Selama melakukan kegiatan KKN UM Sorong tercover perlindungan oleh pihak BPJAMSOSTEK dan dalam melakukan aktivasi KKN tersebut mengalami kecelakaan kerja hal itu sudah tidak di khawatirkan lagi.  Dimana untuk tahun 2020 ada sebanyak 835 mahasiswa KKN terjamin keselamatannya oleh pihak UM Sorong melalui BPJAMSOSTEK untuk melindungi mahasiswa selama melakukan aktivasi kerjanya. Dan salah satu mahasiswa KKN Kiki Aprilia Sihite dari fakultas Ekonomi Program studi Manajemen yang mengalami kecelakaan kerja pada saat perjalanan untuk mengurus keperluan KKN hal itu, langsung tercover oleh pihak BPJAMSOSTEK untuk mendapatkan santunan senilai 70Juta.
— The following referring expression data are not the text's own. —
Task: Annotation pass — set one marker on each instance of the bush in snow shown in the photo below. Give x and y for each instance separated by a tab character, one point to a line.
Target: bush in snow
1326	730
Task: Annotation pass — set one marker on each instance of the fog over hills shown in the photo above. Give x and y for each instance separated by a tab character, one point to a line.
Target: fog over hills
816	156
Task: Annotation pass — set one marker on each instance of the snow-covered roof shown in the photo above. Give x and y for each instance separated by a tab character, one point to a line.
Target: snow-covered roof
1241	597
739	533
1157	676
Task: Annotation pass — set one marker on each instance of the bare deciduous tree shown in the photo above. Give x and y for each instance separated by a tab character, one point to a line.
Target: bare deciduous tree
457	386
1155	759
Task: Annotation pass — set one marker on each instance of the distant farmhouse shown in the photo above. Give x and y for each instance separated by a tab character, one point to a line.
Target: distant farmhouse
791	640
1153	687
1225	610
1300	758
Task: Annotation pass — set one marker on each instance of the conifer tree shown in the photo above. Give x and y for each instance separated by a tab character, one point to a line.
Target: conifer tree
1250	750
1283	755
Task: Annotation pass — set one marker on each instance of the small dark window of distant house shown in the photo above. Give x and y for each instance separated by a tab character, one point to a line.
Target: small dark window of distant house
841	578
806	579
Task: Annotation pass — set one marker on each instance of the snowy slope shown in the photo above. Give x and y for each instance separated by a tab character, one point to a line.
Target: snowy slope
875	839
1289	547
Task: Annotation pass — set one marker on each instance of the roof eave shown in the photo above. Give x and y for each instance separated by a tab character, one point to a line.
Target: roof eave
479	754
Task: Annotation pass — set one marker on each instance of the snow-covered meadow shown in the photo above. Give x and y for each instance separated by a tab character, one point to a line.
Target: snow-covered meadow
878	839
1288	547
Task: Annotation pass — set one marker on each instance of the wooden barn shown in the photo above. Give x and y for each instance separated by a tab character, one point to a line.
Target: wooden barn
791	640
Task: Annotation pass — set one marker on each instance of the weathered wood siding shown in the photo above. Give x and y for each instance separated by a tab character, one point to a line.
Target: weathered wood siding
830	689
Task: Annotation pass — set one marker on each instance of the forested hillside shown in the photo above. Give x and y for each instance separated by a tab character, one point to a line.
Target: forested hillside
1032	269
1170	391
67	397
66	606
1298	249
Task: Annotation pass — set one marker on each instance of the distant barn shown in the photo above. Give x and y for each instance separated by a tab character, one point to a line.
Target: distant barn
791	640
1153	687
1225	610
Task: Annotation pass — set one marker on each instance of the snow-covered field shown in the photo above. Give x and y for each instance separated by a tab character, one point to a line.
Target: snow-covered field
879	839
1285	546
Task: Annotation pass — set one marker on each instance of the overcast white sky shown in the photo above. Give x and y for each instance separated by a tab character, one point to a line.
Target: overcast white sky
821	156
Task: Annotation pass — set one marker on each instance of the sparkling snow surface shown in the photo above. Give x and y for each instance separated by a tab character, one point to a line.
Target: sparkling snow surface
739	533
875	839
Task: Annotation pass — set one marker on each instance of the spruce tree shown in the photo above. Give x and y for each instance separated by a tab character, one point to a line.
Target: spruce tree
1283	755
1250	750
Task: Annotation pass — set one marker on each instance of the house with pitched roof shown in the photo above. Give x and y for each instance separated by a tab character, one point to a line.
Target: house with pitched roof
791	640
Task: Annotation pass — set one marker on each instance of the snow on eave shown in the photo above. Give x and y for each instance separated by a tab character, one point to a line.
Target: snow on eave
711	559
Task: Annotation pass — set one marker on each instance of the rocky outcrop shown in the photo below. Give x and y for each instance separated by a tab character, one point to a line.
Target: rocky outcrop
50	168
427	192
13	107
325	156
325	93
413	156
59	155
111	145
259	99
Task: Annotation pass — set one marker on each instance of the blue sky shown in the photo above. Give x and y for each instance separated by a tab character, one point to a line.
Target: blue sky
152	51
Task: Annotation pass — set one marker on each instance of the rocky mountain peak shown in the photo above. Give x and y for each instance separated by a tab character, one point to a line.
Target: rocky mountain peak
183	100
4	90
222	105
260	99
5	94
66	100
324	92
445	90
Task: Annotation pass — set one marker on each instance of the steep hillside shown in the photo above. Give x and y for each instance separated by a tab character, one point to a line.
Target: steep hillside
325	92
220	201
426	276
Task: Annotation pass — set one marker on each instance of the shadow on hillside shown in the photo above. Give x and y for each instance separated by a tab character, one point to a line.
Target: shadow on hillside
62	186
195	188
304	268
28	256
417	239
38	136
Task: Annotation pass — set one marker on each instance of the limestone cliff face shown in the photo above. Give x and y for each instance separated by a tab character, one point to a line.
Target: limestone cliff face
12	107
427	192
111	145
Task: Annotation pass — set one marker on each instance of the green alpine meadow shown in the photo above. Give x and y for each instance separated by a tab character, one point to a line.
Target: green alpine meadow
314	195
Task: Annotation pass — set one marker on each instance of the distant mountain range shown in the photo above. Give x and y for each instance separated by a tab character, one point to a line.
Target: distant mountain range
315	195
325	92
Memang pihak almarhumah sedikit kecewa karena proses berlarut-larut baru direalisasikan padahal almarhumah meninggal sudah hampir tiga bulan.  Pemberian santunan , tambah Mintje, mengalami keterlambatan akibat terkendala Covid19 pengurusan berkas seperti surat keterangan ahli waris dan berkas lainnya yang dibutuhkan. Semua persyaratan  harus lengkap, namun karena adanya Covid-19 kepengurusan berkas menjadi terlambat, kalaupun sebelumnya menginformasikan pada BPJAMSOSTEK pihaknya bisa menghubungi kantor Walikota agar kepengurusan berkas cepat selesai.